Atualmente no BRASIL, com o fechamento do comércio e em grande medida o setor de serviços, o que continua regularmente funcionando são os serviços essenciais, como: Serviços de saúde, produção de medicamentos e alimentos, supermercados, transportes coletivos, além do setor produtivo da indústria que mantem os principais itens abastecidos.

Muitos “empresários/empregados/dirigentes sindicais” têm nos consultado sobre as condições e limites de ACORDOS individuais e coletivos a ser pactuado nesse momento de pandemia que assegure os direitos dos trabalhadores e que também não leve o empregador a falência, até mesmo porque sabemos que o CAPITAL X TRABALHO dependem um do outro para existência.

Esses questionamentos surgem diante do cenário de incertezas que estamos a viver, pois, quais são as alternativas para garantir direitos e obrigações para empregados e empregadores.

O Governo Federal havia publicado a Medida Provisória 927/2020 que autorizava a suspensão dos contratos de trabalho sem remuneração, o que após posicionamentos de diversos setores da sociedade o governo revogou tal possibilidade (através da MP 928/2020) e, segundo alguns interlocutores o PLANALTO está a elaborar uma nova Medida Provisória no sentido de flexibilizar a legislação trabalhista nesse sentido.

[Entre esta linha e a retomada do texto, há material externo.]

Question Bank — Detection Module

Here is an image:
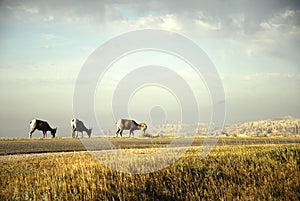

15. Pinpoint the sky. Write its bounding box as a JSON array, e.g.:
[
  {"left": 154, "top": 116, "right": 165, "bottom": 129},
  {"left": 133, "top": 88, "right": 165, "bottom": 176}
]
[{"left": 0, "top": 0, "right": 300, "bottom": 137}]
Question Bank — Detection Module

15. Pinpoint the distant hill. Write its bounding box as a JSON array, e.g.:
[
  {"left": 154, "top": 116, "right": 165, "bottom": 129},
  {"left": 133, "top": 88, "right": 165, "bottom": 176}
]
[
  {"left": 149, "top": 116, "right": 300, "bottom": 136},
  {"left": 218, "top": 116, "right": 300, "bottom": 136}
]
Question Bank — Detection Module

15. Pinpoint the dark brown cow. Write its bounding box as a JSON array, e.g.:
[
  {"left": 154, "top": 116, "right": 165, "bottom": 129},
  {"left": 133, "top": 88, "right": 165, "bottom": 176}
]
[
  {"left": 29, "top": 119, "right": 57, "bottom": 138},
  {"left": 116, "top": 119, "right": 147, "bottom": 137}
]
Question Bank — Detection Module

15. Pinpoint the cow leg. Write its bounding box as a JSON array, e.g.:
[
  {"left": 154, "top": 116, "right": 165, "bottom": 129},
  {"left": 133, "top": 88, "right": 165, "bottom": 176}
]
[
  {"left": 29, "top": 129, "right": 36, "bottom": 139},
  {"left": 116, "top": 128, "right": 120, "bottom": 137},
  {"left": 129, "top": 130, "right": 134, "bottom": 137}
]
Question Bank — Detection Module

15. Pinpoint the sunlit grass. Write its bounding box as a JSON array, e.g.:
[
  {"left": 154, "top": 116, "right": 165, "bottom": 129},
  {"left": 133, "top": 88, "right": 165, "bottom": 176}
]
[{"left": 0, "top": 145, "right": 300, "bottom": 200}]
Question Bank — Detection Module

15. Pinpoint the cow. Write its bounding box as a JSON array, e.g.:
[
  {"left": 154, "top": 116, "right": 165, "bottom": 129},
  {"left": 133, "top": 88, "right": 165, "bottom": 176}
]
[
  {"left": 29, "top": 119, "right": 57, "bottom": 139},
  {"left": 116, "top": 119, "right": 147, "bottom": 137},
  {"left": 71, "top": 118, "right": 93, "bottom": 138}
]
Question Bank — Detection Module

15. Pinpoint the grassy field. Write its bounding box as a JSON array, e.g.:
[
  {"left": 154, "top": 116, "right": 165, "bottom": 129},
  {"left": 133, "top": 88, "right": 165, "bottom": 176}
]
[{"left": 0, "top": 138, "right": 300, "bottom": 200}]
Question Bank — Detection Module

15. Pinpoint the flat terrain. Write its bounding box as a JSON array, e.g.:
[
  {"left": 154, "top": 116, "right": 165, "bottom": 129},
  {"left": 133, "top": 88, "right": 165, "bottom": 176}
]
[{"left": 0, "top": 137, "right": 300, "bottom": 156}]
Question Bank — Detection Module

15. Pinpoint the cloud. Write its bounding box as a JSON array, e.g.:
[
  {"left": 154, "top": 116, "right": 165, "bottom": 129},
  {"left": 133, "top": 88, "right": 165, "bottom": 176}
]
[
  {"left": 42, "top": 34, "right": 56, "bottom": 41},
  {"left": 44, "top": 15, "right": 55, "bottom": 22},
  {"left": 241, "top": 73, "right": 300, "bottom": 82},
  {"left": 122, "top": 14, "right": 182, "bottom": 31}
]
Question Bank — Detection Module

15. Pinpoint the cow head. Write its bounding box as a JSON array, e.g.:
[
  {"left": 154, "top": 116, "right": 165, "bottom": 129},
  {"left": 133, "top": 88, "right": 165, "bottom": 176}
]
[
  {"left": 86, "top": 128, "right": 93, "bottom": 137},
  {"left": 51, "top": 128, "right": 57, "bottom": 138},
  {"left": 139, "top": 123, "right": 147, "bottom": 134}
]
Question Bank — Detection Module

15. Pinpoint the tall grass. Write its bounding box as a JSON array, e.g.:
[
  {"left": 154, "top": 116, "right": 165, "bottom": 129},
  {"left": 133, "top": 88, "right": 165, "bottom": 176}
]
[{"left": 0, "top": 145, "right": 300, "bottom": 200}]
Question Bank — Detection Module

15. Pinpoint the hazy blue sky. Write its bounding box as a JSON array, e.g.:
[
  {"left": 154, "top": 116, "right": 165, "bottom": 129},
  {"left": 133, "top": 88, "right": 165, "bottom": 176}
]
[{"left": 0, "top": 0, "right": 300, "bottom": 137}]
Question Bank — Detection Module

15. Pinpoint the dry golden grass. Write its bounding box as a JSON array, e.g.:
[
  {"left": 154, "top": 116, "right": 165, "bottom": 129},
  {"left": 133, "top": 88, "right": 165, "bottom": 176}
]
[{"left": 0, "top": 144, "right": 300, "bottom": 200}]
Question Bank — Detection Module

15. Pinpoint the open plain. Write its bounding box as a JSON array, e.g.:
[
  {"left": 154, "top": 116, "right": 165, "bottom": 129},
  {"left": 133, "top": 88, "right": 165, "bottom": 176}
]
[{"left": 0, "top": 137, "right": 300, "bottom": 200}]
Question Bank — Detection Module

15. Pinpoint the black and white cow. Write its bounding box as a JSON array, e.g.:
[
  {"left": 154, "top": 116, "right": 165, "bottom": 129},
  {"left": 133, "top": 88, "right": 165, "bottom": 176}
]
[
  {"left": 29, "top": 119, "right": 57, "bottom": 138},
  {"left": 71, "top": 118, "right": 93, "bottom": 138},
  {"left": 116, "top": 119, "right": 147, "bottom": 137}
]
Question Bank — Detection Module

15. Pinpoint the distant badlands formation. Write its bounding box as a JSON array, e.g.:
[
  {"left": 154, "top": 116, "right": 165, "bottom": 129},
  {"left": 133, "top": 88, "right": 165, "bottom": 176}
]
[
  {"left": 151, "top": 116, "right": 300, "bottom": 137},
  {"left": 217, "top": 116, "right": 300, "bottom": 136}
]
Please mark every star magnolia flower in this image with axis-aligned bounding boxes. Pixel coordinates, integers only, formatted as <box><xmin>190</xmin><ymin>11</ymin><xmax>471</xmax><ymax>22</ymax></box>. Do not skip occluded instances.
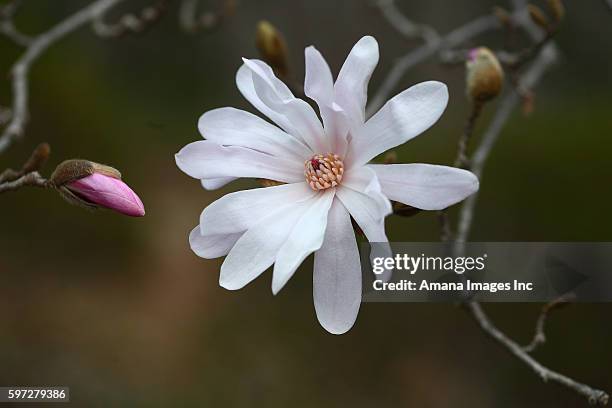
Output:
<box><xmin>176</xmin><ymin>36</ymin><xmax>478</xmax><ymax>334</ymax></box>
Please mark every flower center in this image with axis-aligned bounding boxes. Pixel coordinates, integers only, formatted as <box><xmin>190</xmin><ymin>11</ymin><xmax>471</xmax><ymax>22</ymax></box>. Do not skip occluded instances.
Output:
<box><xmin>304</xmin><ymin>153</ymin><xmax>344</xmax><ymax>191</ymax></box>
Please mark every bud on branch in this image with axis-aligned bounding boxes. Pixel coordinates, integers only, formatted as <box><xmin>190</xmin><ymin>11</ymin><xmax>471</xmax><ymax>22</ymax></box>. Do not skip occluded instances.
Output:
<box><xmin>49</xmin><ymin>160</ymin><xmax>145</xmax><ymax>217</ymax></box>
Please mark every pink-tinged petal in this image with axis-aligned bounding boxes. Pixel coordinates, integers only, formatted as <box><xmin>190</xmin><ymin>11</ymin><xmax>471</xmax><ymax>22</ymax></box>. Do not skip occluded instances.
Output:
<box><xmin>219</xmin><ymin>198</ymin><xmax>307</xmax><ymax>290</ymax></box>
<box><xmin>175</xmin><ymin>140</ymin><xmax>304</xmax><ymax>183</ymax></box>
<box><xmin>334</xmin><ymin>36</ymin><xmax>378</xmax><ymax>126</ymax></box>
<box><xmin>200</xmin><ymin>177</ymin><xmax>237</xmax><ymax>190</ymax></box>
<box><xmin>338</xmin><ymin>167</ymin><xmax>393</xmax><ymax>282</ymax></box>
<box><xmin>272</xmin><ymin>189</ymin><xmax>334</xmax><ymax>295</ymax></box>
<box><xmin>65</xmin><ymin>173</ymin><xmax>145</xmax><ymax>217</ymax></box>
<box><xmin>349</xmin><ymin>81</ymin><xmax>448</xmax><ymax>166</ymax></box>
<box><xmin>198</xmin><ymin>108</ymin><xmax>312</xmax><ymax>161</ymax></box>
<box><xmin>304</xmin><ymin>46</ymin><xmax>350</xmax><ymax>157</ymax></box>
<box><xmin>200</xmin><ymin>182</ymin><xmax>316</xmax><ymax>236</ymax></box>
<box><xmin>368</xmin><ymin>163</ymin><xmax>478</xmax><ymax>210</ymax></box>
<box><xmin>236</xmin><ymin>59</ymin><xmax>329</xmax><ymax>152</ymax></box>
<box><xmin>189</xmin><ymin>225</ymin><xmax>243</xmax><ymax>259</ymax></box>
<box><xmin>341</xmin><ymin>166</ymin><xmax>392</xmax><ymax>218</ymax></box>
<box><xmin>313</xmin><ymin>200</ymin><xmax>362</xmax><ymax>334</ymax></box>
<box><xmin>304</xmin><ymin>46</ymin><xmax>334</xmax><ymax>107</ymax></box>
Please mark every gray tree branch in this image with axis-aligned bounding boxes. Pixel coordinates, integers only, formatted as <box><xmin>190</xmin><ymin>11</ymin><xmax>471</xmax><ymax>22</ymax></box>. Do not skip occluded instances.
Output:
<box><xmin>0</xmin><ymin>0</ymin><xmax>123</xmax><ymax>153</ymax></box>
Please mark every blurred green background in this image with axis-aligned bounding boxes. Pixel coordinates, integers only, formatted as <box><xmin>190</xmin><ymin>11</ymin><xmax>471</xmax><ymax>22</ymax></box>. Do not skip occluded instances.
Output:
<box><xmin>0</xmin><ymin>0</ymin><xmax>612</xmax><ymax>407</ymax></box>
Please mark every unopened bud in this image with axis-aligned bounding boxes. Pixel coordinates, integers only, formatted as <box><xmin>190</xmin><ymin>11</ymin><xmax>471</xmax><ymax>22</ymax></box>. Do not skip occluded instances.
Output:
<box><xmin>466</xmin><ymin>47</ymin><xmax>504</xmax><ymax>102</ymax></box>
<box><xmin>49</xmin><ymin>160</ymin><xmax>145</xmax><ymax>217</ymax></box>
<box><xmin>548</xmin><ymin>0</ymin><xmax>565</xmax><ymax>23</ymax></box>
<box><xmin>255</xmin><ymin>20</ymin><xmax>289</xmax><ymax>75</ymax></box>
<box><xmin>527</xmin><ymin>4</ymin><xmax>550</xmax><ymax>30</ymax></box>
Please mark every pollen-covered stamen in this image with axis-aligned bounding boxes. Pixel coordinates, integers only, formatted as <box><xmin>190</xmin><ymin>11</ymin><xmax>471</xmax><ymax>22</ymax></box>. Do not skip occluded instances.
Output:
<box><xmin>304</xmin><ymin>153</ymin><xmax>344</xmax><ymax>191</ymax></box>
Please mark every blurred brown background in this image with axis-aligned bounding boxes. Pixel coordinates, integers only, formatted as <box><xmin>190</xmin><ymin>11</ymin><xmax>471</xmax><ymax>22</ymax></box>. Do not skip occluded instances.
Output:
<box><xmin>0</xmin><ymin>0</ymin><xmax>612</xmax><ymax>407</ymax></box>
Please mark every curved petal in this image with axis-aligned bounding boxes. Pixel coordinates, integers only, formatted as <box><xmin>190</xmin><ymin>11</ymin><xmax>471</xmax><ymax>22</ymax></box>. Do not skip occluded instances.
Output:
<box><xmin>175</xmin><ymin>140</ymin><xmax>304</xmax><ymax>183</ymax></box>
<box><xmin>219</xmin><ymin>199</ymin><xmax>307</xmax><ymax>290</ymax></box>
<box><xmin>336</xmin><ymin>187</ymin><xmax>388</xmax><ymax>242</ymax></box>
<box><xmin>312</xmin><ymin>200</ymin><xmax>361</xmax><ymax>334</ymax></box>
<box><xmin>304</xmin><ymin>46</ymin><xmax>334</xmax><ymax>108</ymax></box>
<box><xmin>198</xmin><ymin>108</ymin><xmax>311</xmax><ymax>161</ymax></box>
<box><xmin>304</xmin><ymin>46</ymin><xmax>350</xmax><ymax>157</ymax></box>
<box><xmin>237</xmin><ymin>58</ymin><xmax>329</xmax><ymax>152</ymax></box>
<box><xmin>272</xmin><ymin>189</ymin><xmax>334</xmax><ymax>295</ymax></box>
<box><xmin>200</xmin><ymin>182</ymin><xmax>316</xmax><ymax>236</ymax></box>
<box><xmin>189</xmin><ymin>225</ymin><xmax>242</xmax><ymax>259</ymax></box>
<box><xmin>334</xmin><ymin>36</ymin><xmax>378</xmax><ymax>125</ymax></box>
<box><xmin>342</xmin><ymin>166</ymin><xmax>393</xmax><ymax>218</ymax></box>
<box><xmin>200</xmin><ymin>177</ymin><xmax>237</xmax><ymax>190</ymax></box>
<box><xmin>368</xmin><ymin>163</ymin><xmax>478</xmax><ymax>210</ymax></box>
<box><xmin>349</xmin><ymin>81</ymin><xmax>448</xmax><ymax>165</ymax></box>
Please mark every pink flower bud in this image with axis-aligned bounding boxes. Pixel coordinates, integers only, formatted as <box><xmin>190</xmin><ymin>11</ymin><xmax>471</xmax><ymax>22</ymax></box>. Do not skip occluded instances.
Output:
<box><xmin>65</xmin><ymin>173</ymin><xmax>145</xmax><ymax>217</ymax></box>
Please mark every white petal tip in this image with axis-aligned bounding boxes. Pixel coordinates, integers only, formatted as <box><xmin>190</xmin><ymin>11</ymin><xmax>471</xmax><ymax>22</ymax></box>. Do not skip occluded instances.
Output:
<box><xmin>219</xmin><ymin>278</ymin><xmax>244</xmax><ymax>290</ymax></box>
<box><xmin>319</xmin><ymin>321</ymin><xmax>355</xmax><ymax>336</ymax></box>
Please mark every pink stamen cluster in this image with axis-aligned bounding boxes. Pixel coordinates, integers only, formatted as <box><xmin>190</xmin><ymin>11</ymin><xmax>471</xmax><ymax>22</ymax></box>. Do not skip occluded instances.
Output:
<box><xmin>304</xmin><ymin>153</ymin><xmax>344</xmax><ymax>191</ymax></box>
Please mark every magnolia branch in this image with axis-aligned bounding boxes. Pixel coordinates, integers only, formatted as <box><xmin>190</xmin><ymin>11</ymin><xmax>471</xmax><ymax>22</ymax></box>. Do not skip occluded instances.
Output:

Temos falado já a alguns dias da necessidade de estabelecimento de ACORDOS EMERGENCIAIS (com duração de 1 a 4 meses) voltados a estabelecer condições para ambas as partes (empregado e empregador), porém, é importante termos claro que o ACORDO EMERGENCIAL NÃO PODE TUDO E NÃO DEVE PODER TUDO, sob pena de enorme desiquilíbrio entre o Capital e o Trabalho, pois, normalmente em tempos de crises alguns acabam se aproveitando da situação para aumentar suas benesses.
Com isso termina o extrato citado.